Background Employers can contribute to a stronger economy by ensuring their people are not harmed at work.
Purpose Business leaders need to give high priority to prevention and early intervention. Leaders that embrace the health benefits of work are setting the right ‘tone at the top’ to tackle the challenges to a life in work.
Methods Strategic planning and leadership engagement that focus on the health benefits of work.
Outcome Getting work health and safety right delivers improved productivity, improves workforce participation and increases social inclusion.
Significance to the Field It adds public health as a dimension to the prevention levers in work health and safety.
The longer a period of absence from the workplace due to ill health, the less likely it becomes that a worker will ever return. After 20 days absence the likelihood of ultimate return is only 70%; after 70 days this declines to only 35%.1 Unemployment is implicated in a range of psychological problems which in turn often has adverse consequences for physical health. The costs of the resulting social exclusion are high for both society and the individual.

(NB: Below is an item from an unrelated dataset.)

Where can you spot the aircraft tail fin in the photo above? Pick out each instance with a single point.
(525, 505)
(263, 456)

Continuing in employment can impact outcomes positively, but an important qualifying factor is that the work must be meaningful—if not, pre-existing problems can be magnified. Work stressors can also be the cause of mental health problems, so finding suitable work for a person with mental health problems is often complex; they are therefore more likely to be out of work and for longer, which can lead to a self-fulfilling downward spiral.
Early intervention is acknowledged to be key to limiting this risk. Where there is no definitive need for absence from the workplace and the appropriate accommodations can be made to permit continuing attendance or early return, this should be promoted as the accepted approach. This will require enhanced education for healthcare professionals, through professional leadership to encourage change in unhelpful beliefs about work and health. Employers can contribute by providing supportive workplaces, leadership and training and good case management. Evidence based policy support by government will underpin these changes, along with public education campaigns to raise awareness that work is good for people.
1. Johnson D, Fry T. Factors affecting return to work after injury: a study for the victorian work cover authority. Melbourne: Melbourne Institute of Applied Economic and Social Research, 2002.